So far, the test mass noise was white noise such that SNR = NN/noise was about 10. Now the simulation generates more realistic TM noise with the following spectrum:
The time series look like:
So the TM displacement is completely dominated by the low-frequency noise (which I cut off below 3Hz to avoid divergent noise). None of the TM noise is correlated with NN. Now this should be true for aLIGO since it is suspension-thermal and radiation-pressure noise limited at lowest frequencies, but who knows. If it was really limited by seismic noise, then we would also deal with the problem that NN and TM noise are correlated.

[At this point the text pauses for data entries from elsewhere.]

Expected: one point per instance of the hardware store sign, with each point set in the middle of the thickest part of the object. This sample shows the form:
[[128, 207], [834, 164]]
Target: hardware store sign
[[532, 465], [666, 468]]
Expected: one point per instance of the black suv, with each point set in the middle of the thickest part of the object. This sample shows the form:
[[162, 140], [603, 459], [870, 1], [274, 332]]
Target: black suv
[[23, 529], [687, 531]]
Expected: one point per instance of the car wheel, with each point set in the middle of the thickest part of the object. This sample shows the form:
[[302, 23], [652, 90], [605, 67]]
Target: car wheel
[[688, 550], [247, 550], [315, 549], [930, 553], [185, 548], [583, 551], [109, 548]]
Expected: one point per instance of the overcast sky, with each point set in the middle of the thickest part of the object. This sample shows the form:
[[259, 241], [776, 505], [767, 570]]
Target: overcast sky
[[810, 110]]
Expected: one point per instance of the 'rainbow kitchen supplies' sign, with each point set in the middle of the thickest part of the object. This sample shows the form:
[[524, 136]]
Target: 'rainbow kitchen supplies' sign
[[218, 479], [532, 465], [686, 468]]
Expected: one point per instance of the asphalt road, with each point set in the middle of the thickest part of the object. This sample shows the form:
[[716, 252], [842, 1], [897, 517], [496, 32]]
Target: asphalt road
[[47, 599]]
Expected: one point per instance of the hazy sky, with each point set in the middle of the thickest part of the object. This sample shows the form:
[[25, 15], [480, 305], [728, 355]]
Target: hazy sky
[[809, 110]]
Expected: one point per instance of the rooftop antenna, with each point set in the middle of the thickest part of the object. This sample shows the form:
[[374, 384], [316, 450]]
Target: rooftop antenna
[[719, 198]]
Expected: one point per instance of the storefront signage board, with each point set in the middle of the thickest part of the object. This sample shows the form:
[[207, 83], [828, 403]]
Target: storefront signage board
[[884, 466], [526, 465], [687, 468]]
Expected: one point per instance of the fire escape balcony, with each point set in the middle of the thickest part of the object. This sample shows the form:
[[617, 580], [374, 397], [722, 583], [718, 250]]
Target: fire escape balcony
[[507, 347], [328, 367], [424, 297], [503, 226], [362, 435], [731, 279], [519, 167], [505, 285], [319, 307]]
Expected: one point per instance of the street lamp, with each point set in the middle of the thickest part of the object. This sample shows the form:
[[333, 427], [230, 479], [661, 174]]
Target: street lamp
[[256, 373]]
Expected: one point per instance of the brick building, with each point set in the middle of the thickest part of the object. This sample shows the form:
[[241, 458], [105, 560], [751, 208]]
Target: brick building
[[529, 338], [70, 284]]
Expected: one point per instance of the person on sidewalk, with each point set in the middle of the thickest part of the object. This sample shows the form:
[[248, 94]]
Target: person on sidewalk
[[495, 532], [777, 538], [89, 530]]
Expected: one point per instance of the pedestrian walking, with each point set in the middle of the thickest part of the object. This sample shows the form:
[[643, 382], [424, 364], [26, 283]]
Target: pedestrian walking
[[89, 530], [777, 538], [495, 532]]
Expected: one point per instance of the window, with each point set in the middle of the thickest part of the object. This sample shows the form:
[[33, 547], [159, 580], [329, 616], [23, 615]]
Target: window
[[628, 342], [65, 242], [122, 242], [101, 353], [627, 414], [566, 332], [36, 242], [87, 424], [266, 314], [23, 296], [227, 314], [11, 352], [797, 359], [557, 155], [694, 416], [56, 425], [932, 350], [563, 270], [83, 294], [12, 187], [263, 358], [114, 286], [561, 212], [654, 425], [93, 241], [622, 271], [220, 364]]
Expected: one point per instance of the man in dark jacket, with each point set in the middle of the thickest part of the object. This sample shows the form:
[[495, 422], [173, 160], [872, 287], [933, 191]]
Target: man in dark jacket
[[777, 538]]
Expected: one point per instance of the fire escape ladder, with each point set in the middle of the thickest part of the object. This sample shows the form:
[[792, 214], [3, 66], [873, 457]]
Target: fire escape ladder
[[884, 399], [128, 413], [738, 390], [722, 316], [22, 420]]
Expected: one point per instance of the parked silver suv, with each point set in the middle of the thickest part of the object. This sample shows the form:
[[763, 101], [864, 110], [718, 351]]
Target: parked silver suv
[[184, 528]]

Anyway, changing to this more realistic TM noise means that nothing works anymore. The linear estimator tries to subtract the dominant low-frequency noise instead of NN. You cannot solve this problem simply by high-pass filtering the data. The NN subtraction problem becomes genuinely frequency-dependent. So what I will start to do now is to program a frequency-dependent linear estimator. I am really curious how well this is going to work. I also need to change my figures of merit. A simple plot of standard-deviation subtraction residuals will always look bad. This is because you cannot subtract any of the NN at lowest frequencies (since TM noise is so strong there). So I need to plot spectra of subtraction noise and make sure that the residuals lie below or at least close to the TM noise spectrum.